TaSA: Two-Phased Deep Predictive Learning of Tactile Sensory Attenuation for Improving In-Grasp Manipulation

Source: arXiv:2602.05468 · Published 2026-02-05 · By Pranav Ponnivalavan, Satoshi Funabashi, Alexander Schmitz, Tetsuya Ogata, Shigeki Sugano

TL;DR

TaSA tackles a very specific but important failure mode in tactile manipulation: when a dexterous hand has to tell the difference between its own fingers/palm touching each other and the object actually contacting the environment. The paper’s core claim is that if you do not model self-touch explicitly, the tactile stream becomes ambiguous and policies can mistake self-collision for task completion, especially in insertion-style tasks where forces are small and contact patterns are similar. The proposed remedy is a two-stage predictive framework inspired by sensory attenuation: first learn a forward model of self-touch from hand configuration, then feed that predicted self-touch into a recurrent motion policy so the controller can attenuate predictable self-generated signals and focus on object contact.
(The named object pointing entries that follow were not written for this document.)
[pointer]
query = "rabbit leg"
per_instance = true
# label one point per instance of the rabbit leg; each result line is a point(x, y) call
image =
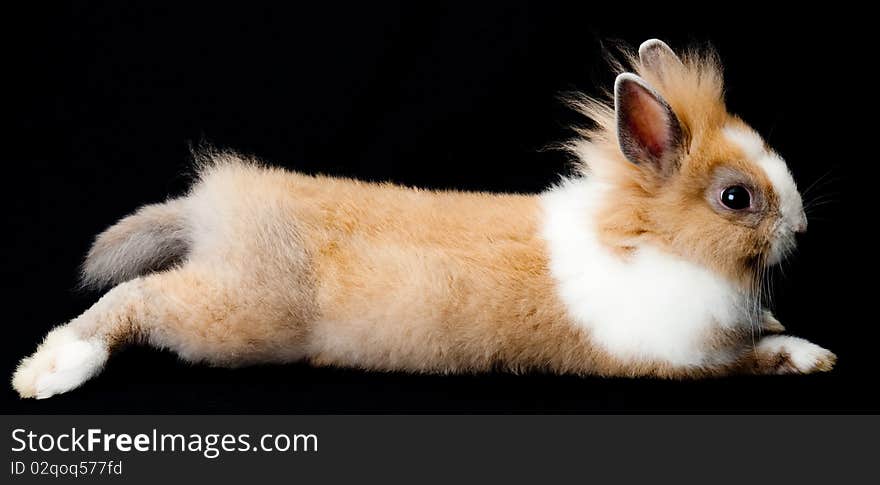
point(186, 312)
point(784, 354)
Empirically, the authors test this on an Allegro Hand with uSkin tactile sensors on the index and thumb, using teleoperated data and three precision insertion tasks: paper clip fixing, coin insertion, and pencil lead insertion. The paper reports that adding predicted self-touch to raw tactile input substantially improves success on all three tasks, with especially large gains on the hardest pencil-lead setting. The strongest results are the unseen-position generalization cases: middle-slot paper clip fixing and coin insertion both reach 100% success with RT+Self, while raw tactile baselines stay materially lower. The authors also show that predicted self-touch tracks measured self-contact closely on held-out episodes, with correlations around 0.96 (thumb) and 0.98 (index), and they use PCA plots to argue that augmenting raw tactile with self-touch produces cleaner class separation in feature space.

Key findings

Self-touch prediction on held-out episodes tracks measured tactile self-contact with reported correlations of r ≈ 0.96 for the thumb tip and r ≈ 0.98 for the index tip (Fig. 7).
In paper clip fixing, raw tactile only reaches 42/60 = 70% success, while RT+Self reaches 57/60 = 95% (Table VI).
In paper clip fixing, the unseen middle placement is solved perfectly with RT+Self: 10/10 for both big and small clips, versus 8/10 and 8/10 under RT only (Table VI).
In coin insertion, raw tactile only achieves 61/90 = 68% success, while RT+Self achieves 83/90 = 92% (Table VII).
In coin insertion, the held-out middle slot is 10/10 for all three coin types under RT+Self, versus 7/10 for each coin type under RT only (Table VII).
In pencil-lead insertion, raw tactile only reaches 66/250 = 26% success, while RT+Self reaches 146/250 = 58% (Table VIII).
For the hardest pencil-lead conditions, RT+Self improves the 0.7 mm lead from 0/10 at -20° to 3/10, and the 2.0 mm lead from 3/10 to 7/10 at -20° (Table VIII).
The self-touch learning phase was trained on 200 teleoperated episodes sampled at 10 Hz with 400 time steps each, collected from random index-thumb motions spanning light grazing to sustained contact.

Methodology — deep read

TaSA is explicitly a two-phase predictive control pipeline. The threat or failure mode it addresses is not an external adversary in the cybersecurity sense, but a perception/control ambiguity: when a robot hand touches itself during manipulation, the tactile stream mixes self-generated signals with object-induced signals, and a policy trained on raw tactile alone can misread self-contact as successful object interaction or stable grasping. The paper assumes a dexterous hand with sufficient tactile resolution to observe these distinctions, and that self-touch can be learned from hand configuration without needing object context. In the manipulation phase, the model assumes access to current joint positions, commanded joint positions, and raw tactile signals; the self-touch model is frozen and reused as a differentiable forward model. There is no explicit adversarial setting, no attacker model, and no discussion of malicious perturbations.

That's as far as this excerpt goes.